My literary and food life converged today at the lunch counter at Tacqueria del Sol in Decatur. Next to me, a lively woman was talking about her recent trip to NY City and her encounter with the rudest/most authentic restaurateur in the city – maybe the world. Christiane Lauterbach (for the uninitiated, she has been reviewing restaurants in Atlanta for over 25 years) had been in NYC as a member of the review board for the 2009 James Beard Foundation Awards. Told by another critic not to miss this place, in the retelling of the experience, I was reminded of a restaurant in St. Louis in the ’60’s/’70’s when I lived around the corner at Grand and Lindell.

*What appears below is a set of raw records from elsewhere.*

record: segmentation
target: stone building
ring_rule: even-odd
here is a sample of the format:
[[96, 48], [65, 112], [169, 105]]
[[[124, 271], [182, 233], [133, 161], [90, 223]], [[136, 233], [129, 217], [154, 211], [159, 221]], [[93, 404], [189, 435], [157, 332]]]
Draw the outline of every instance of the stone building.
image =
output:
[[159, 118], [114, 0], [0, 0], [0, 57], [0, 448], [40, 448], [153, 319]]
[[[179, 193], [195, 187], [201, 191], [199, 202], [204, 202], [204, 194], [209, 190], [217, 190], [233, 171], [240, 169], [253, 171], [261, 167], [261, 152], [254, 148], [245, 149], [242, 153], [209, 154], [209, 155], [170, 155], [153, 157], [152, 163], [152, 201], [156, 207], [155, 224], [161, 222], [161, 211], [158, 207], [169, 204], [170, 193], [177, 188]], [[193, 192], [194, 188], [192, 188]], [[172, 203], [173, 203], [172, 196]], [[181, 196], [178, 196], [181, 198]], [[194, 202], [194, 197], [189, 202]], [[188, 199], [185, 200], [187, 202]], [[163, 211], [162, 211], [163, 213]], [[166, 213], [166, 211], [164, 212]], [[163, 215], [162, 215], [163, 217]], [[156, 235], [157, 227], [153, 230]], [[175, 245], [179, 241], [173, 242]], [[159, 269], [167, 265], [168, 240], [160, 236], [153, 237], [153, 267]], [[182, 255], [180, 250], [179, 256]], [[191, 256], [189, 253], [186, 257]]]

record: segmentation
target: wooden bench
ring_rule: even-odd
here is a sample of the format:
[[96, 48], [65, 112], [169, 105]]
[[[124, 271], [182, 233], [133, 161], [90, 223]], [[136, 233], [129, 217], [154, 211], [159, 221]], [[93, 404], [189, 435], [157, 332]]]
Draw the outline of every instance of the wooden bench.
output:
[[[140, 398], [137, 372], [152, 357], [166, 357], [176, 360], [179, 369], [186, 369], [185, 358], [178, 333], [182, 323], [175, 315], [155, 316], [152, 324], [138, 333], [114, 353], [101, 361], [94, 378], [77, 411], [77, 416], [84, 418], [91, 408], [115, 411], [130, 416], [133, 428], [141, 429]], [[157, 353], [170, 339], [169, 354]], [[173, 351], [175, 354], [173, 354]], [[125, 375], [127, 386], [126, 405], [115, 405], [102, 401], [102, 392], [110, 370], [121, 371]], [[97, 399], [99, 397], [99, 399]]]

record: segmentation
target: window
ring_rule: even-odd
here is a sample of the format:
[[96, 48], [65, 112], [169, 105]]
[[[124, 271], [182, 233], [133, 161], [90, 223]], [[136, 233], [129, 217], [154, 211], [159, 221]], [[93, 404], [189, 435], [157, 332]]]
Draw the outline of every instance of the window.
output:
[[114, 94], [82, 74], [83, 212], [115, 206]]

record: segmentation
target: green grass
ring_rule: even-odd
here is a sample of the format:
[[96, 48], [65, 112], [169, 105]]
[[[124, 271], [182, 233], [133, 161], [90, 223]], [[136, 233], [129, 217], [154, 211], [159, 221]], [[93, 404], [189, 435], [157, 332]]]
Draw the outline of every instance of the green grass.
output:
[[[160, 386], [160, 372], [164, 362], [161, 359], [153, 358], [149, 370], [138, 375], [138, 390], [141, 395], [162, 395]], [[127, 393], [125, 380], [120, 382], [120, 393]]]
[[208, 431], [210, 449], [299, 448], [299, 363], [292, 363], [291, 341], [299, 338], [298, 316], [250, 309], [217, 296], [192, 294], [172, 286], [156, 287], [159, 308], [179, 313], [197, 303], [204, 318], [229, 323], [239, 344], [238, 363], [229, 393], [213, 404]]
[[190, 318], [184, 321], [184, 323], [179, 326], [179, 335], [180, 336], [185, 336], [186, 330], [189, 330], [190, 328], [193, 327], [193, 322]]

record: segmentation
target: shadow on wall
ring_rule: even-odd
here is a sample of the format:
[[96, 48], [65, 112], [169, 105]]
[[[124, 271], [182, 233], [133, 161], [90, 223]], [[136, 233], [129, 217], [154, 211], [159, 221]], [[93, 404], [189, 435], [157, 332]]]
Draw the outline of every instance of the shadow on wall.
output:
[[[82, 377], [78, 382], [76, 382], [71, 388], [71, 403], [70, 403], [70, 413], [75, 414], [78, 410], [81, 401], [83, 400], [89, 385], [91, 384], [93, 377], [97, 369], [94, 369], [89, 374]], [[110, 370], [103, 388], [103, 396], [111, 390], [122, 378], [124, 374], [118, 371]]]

It was an Italian restaurant, very old with equally old Italian men servers. We were warned they were the meanest men alive and it was a point of pride to survive a meal. I was eighteen and student poor but we saved up to get a lunch and a lesson. Remember that age? My attention was on the dare, certainly not the menu. Their accents were challenging so it didn’t really matter what they said because I couldn’t understand them anyway. I knew Southern and Ohio accents by that age. I made it through the meal, wide-eyed and food innocent (the scent of burned food in my home was common, another blog topic on attention) linking Italian food and rude servers until I married an Italian (see blog on divorce and attention).
Maybe the issue was communication not insult. But in Ms. Lauterbach’s newly found restaurant, the insult was the entree of communication and the meal was all the better for it. This attitude she conveyed, is an authentic life lived through insult and straightforward passion.
My blogging is my authentic life, not an insult rather an entry to a life with attention as I know it. It’s not literary; nor a talent but an expression of my lifelong challenge and passion – Authentically my Attention.
What’s your authentic challenge with attention?